If you are in the market to buy a village, this will be right up your alley. This 62 acre historic village went up for auction and guess what? Nobody wanted it! Nope, not a one. It has in fact had three different owners. So right about now you may be asking yourself….what is wrong with it? I asked the same thing.
Looking through the pictures nothing seems out of order. It does have some chipped paint and a little wear and tear. Considering its rich history, it looks quite good.
This town was booming. In 1862, Emory Johnson built the Triton Mill at the northern end of the village.
Then in 1965, a gentlemen by the name of Raymond Schmitt, the owner of an aerospace equipment manufacturer, bought the Neptune Mill from the Johnson family. He put a lot into the town. He even purchased vintage buildings from other places and had them moved to Johnsonville, like the church pictured above.

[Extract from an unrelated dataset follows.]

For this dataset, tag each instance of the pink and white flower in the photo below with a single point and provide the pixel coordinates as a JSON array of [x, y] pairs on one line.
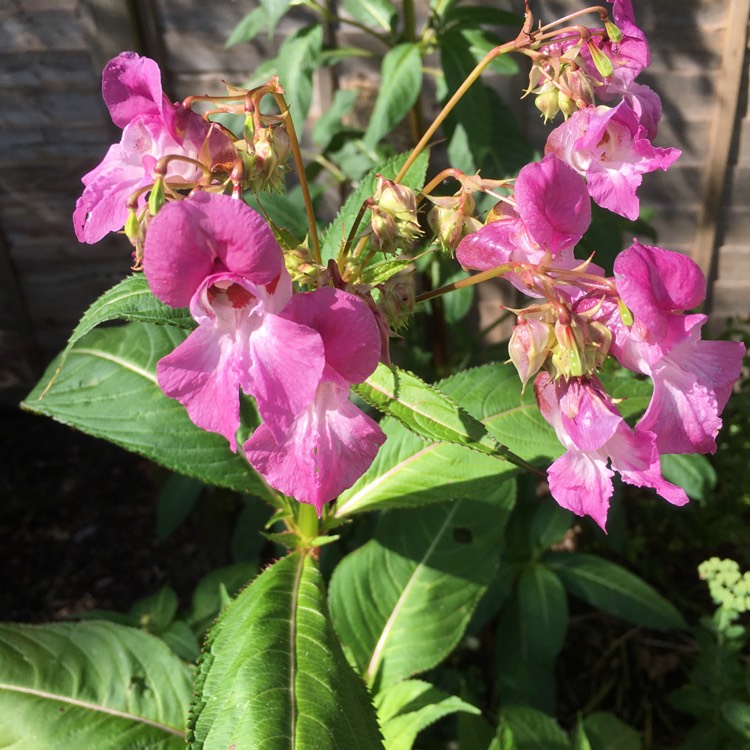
[[218, 256], [552, 211], [331, 443], [692, 378], [610, 148], [153, 127], [598, 442]]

They hosted weddings and other events in the chapel. Are you still wondering why nobody wants this town? Schmitt also brought a steamboat to Johnsonville in 1966. It sat in the pond for more than 30 years. In 1994, Schmitt had a disagreement with local zoning officials and decided to shut down the attraction. He put the property up for sale.
In 1998, Schmitt passed away. The estate sold off antiques and pieces of the property to pay debtors.
Some say that Schmitt haunts the village. That you can catch a glimpse of his shadow in the windows.
There it is! Do you see it? Nope, me neither.
A hotel developer ended up purchasing the village in 2001. They had plans to use it for an upscale mixed-use development that had single family homes and townhouses. The plans however never came to fruition.
In October 2014, the place went up for auction and was sold for $1.9 million USD. Do you think that it is any coincidence that they decided to put the ghost town for sale in October? Maybe playing off the whole ghost town thing? I think so. And I like it! I guess somebody wanted it after all.